Have you struggled to stay out of the trenches and strike that balance between being engaged and being too hands-on?
Currently, I’m invested in five companies, all Nashville-based. I’ve learned a lot of lessons. I try to get out of their way if they want me to but if they need help, I’ll spend nights and weekends with them. Every company is unique and I try to figure out what it is they need for me and try not to overstep that. Do they just need the cash or do they need help in specific areas. I tell folks thinking about angel investing to be upfront with their companies. There are so many angel investors that want to “stay in the deal.”
Principal, Tennessee Community Venture Fund
Eric Satz, a former investment banker and entrepreneur, has experienced life as both an entrepreneur and an angel investor. Here is his take on both.
"I think the thing you take from being an operator [of a business] is a greater awareness that it's not a straight trajectory up.

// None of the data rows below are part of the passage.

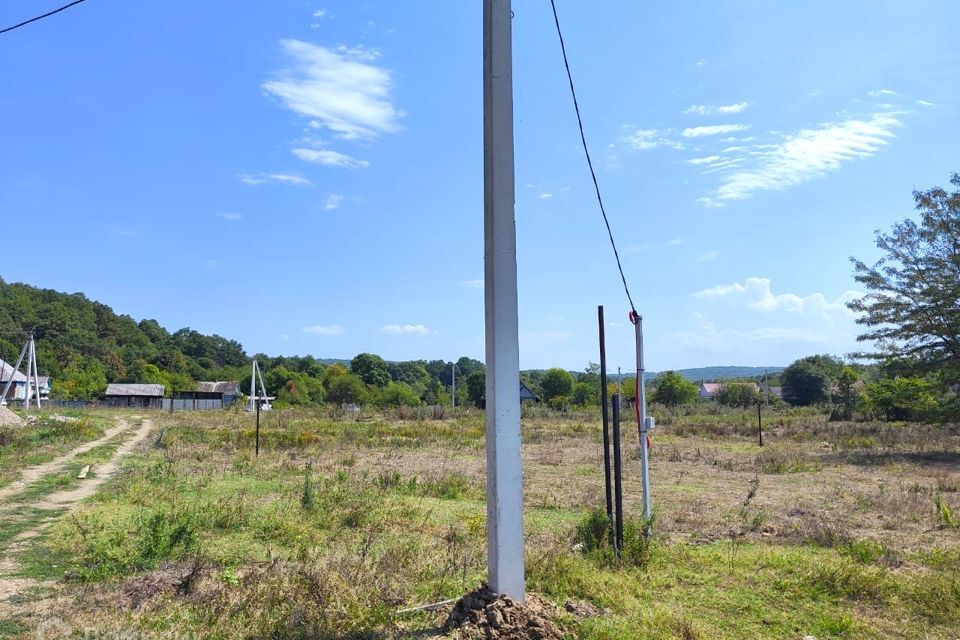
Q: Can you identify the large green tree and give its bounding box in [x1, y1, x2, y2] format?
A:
[540, 367, 573, 402]
[467, 371, 487, 407]
[849, 173, 960, 382]
[780, 358, 830, 407]
[651, 371, 697, 407]
[350, 353, 390, 387]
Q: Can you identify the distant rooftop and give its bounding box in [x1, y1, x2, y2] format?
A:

It's not a straight trajectory down either. People are good in different stages of a company or business, and very few people can take [that entity] from 0 to 100. Most people don't make that complete journey.
”As a VC, it's important to have an open discussion with a founder about the various stages of growth and development and be able to say, ‘You did an awesome job to get us here. There are different challenges and opportunities from here forward and [we don’t know] whether you're the right person from here forward...’
”In the businesses where I've been the founder, I've been open to the idea whether everybody thought I was the right person. At the end of the day, when you take capital from others, you have to do what's right for the company as determined by your board. If it's your money, that's one thing. But as soon as you take capital from other people, you have to recognize there's a different set of fiduciary responsibilities. [As an entrepreneur] I was open to the idea that I might not be the best person. But that's not always the case. [As an investor], I always have that conversation up front.
”When I make an investment, I make it clear I'm not a passive investor. But that doesn't mean I want to be involved day-to-day. It means I want to be involved strategically. In some cases, I'm involved day-to-day by choice. And in others, I'm involved strategically. But the fact is I like doing both."